Il Consiglio dei Ministri dell’ Agricoltura dell’ Unione Europea, riunitosi il 19 ottobre scorso in Lussemburgo, ha approvato il regolamento che modifica le attuali norme di commercializzazione delle carni di pollame.
La novità più importante contenuta nel provvedimento riguarda le carni di pollame fresche e le relative preparazioni, che potranno essere commercializzate come prodotti freschi solo se non congelate o surgelate in precedenza.
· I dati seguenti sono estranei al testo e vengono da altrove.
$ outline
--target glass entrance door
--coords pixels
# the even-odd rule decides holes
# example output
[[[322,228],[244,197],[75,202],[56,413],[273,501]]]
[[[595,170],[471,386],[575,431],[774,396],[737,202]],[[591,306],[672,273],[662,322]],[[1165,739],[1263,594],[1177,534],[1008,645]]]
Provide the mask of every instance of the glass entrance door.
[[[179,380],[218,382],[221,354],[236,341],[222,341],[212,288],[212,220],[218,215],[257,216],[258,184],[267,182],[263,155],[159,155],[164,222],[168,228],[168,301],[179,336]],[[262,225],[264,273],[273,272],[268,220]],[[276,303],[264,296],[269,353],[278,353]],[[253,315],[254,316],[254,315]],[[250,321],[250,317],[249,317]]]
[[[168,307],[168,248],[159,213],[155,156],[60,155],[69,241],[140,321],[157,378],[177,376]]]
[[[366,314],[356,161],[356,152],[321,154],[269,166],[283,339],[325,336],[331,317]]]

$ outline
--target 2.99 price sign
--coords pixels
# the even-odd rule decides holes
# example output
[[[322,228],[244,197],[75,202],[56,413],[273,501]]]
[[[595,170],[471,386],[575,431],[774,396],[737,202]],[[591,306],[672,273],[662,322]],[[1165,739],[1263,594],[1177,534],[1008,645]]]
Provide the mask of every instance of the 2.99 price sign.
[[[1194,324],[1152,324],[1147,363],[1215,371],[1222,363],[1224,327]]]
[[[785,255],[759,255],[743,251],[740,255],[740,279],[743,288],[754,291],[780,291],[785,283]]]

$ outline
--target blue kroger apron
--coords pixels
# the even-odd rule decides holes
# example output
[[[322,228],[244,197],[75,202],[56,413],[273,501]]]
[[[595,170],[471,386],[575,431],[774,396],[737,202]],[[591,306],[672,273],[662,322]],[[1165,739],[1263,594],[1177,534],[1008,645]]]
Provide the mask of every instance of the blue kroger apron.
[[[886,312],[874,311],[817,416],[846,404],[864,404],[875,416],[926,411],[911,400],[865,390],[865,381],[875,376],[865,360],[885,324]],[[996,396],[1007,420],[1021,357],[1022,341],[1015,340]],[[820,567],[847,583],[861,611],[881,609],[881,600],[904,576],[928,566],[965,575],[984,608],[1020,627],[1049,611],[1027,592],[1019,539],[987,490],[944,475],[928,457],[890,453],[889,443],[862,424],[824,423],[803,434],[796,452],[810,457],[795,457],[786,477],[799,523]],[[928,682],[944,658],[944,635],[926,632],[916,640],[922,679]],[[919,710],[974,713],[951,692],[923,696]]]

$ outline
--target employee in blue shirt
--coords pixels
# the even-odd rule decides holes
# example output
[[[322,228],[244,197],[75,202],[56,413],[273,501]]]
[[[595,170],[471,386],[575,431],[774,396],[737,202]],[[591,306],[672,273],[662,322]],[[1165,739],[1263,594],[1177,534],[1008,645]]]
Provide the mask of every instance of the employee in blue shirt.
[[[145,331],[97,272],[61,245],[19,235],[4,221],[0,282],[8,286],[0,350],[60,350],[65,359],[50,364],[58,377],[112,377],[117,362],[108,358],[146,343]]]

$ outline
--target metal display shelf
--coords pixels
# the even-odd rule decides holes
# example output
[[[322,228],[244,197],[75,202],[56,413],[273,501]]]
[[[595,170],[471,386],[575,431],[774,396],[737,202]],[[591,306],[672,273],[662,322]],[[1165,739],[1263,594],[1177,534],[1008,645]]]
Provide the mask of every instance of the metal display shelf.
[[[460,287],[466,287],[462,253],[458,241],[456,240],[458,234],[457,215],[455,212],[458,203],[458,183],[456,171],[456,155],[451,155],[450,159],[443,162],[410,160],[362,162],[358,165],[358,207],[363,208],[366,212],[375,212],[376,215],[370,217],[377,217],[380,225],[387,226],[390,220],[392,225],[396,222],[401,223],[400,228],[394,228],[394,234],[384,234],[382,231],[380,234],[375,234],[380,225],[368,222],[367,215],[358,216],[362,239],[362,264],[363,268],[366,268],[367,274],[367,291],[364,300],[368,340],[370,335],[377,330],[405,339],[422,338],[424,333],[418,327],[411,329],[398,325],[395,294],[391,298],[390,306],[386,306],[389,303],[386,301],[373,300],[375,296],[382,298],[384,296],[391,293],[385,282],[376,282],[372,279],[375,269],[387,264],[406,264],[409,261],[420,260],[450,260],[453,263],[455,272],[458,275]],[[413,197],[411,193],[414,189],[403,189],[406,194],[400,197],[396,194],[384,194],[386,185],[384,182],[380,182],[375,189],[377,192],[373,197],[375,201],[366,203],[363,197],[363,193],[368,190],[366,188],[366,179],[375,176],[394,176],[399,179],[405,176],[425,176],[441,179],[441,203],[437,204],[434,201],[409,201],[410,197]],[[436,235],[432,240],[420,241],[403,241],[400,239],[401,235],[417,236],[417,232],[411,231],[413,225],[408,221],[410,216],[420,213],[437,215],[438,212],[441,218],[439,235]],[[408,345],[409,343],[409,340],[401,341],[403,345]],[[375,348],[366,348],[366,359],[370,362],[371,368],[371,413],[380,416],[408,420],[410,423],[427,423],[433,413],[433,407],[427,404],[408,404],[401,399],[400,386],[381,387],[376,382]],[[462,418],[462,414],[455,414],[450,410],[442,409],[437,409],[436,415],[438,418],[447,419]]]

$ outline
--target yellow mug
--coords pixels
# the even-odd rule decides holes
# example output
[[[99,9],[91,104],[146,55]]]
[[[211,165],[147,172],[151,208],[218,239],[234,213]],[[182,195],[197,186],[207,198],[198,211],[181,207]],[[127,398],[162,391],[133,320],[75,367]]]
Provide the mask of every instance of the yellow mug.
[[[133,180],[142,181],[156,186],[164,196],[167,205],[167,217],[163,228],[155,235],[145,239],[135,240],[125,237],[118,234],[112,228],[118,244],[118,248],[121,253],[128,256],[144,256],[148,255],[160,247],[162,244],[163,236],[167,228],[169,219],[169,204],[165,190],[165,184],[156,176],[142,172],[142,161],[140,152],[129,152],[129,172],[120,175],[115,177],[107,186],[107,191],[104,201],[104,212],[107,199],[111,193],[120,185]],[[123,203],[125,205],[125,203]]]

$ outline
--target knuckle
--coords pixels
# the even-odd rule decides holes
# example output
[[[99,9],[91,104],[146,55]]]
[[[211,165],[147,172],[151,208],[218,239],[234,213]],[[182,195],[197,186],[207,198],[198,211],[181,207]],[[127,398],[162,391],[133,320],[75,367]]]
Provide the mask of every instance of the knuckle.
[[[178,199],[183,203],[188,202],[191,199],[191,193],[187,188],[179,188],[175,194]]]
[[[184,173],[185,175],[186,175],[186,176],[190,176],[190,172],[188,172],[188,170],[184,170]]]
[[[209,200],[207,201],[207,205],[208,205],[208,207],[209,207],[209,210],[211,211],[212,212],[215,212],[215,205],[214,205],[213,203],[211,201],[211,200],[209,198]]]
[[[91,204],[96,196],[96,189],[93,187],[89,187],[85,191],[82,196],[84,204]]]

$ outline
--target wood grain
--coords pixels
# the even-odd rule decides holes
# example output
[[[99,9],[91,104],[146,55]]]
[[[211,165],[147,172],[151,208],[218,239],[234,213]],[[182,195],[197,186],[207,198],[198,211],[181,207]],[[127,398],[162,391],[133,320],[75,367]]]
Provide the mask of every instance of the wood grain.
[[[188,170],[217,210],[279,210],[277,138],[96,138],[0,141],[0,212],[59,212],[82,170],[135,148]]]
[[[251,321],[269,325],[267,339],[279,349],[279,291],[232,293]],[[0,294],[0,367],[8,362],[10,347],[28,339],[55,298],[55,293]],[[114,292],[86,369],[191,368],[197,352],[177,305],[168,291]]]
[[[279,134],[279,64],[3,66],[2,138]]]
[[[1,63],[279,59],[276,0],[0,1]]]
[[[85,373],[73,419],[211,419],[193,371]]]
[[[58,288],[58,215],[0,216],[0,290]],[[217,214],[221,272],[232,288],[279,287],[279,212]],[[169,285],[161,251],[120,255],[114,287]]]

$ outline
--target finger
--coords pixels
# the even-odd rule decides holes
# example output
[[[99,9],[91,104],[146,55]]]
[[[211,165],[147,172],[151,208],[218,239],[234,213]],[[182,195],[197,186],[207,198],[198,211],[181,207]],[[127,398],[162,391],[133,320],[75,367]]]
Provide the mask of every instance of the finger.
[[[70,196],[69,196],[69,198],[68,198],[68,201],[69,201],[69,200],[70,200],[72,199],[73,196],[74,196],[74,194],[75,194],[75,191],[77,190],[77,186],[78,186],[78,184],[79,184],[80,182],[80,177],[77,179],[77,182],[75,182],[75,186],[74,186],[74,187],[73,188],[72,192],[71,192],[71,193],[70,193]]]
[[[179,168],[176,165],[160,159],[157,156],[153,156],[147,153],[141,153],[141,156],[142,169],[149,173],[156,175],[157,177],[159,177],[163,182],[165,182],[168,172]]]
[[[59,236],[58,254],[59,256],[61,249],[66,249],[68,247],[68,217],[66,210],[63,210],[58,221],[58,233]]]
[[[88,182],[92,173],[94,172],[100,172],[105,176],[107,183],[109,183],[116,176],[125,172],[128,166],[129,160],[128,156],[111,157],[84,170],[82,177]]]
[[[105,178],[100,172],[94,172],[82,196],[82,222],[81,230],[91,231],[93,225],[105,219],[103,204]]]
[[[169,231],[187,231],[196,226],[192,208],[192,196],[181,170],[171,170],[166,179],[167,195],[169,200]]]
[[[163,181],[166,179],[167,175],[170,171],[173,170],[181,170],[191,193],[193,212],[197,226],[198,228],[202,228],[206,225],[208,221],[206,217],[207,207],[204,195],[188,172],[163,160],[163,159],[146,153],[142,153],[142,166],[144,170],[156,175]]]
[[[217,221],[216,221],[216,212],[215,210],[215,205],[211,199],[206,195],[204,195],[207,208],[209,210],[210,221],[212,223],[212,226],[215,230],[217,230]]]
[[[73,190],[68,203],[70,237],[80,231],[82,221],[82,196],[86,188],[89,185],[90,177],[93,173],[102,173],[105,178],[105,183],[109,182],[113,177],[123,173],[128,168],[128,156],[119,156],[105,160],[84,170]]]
Il testo varato recepisce le posizioni dei Paesi membri, tra cui l’Italia, che attraverso il Ministro Zaia avevano chiesto una normativa rigorosa in materia di qualità, a tutela dei consumatori e delle imprese orientate verso una produzione qualitativa.

La nuova norma ha incontrato forti resistenze in ambito internazionale, perché molti paesi (a partire dal Brasile) sono interessati a vendere in Europa ingenti quantitativi di carne di pollame, che viene spedita congelata o surgelata.

E’ inoltre da evidenziare che grazie all’opposizione di un gruppo di Paesi membri, fra cui l’ Italia, e’ stata definitivamente archiviata la proposta avanzata dalla Commissione, che voleva legittimare anche in Europa l’uso di trattamenti con sostanze chimiche decontaminanti tali da agevolare la conservazione dei prodotti per un lungo periodo.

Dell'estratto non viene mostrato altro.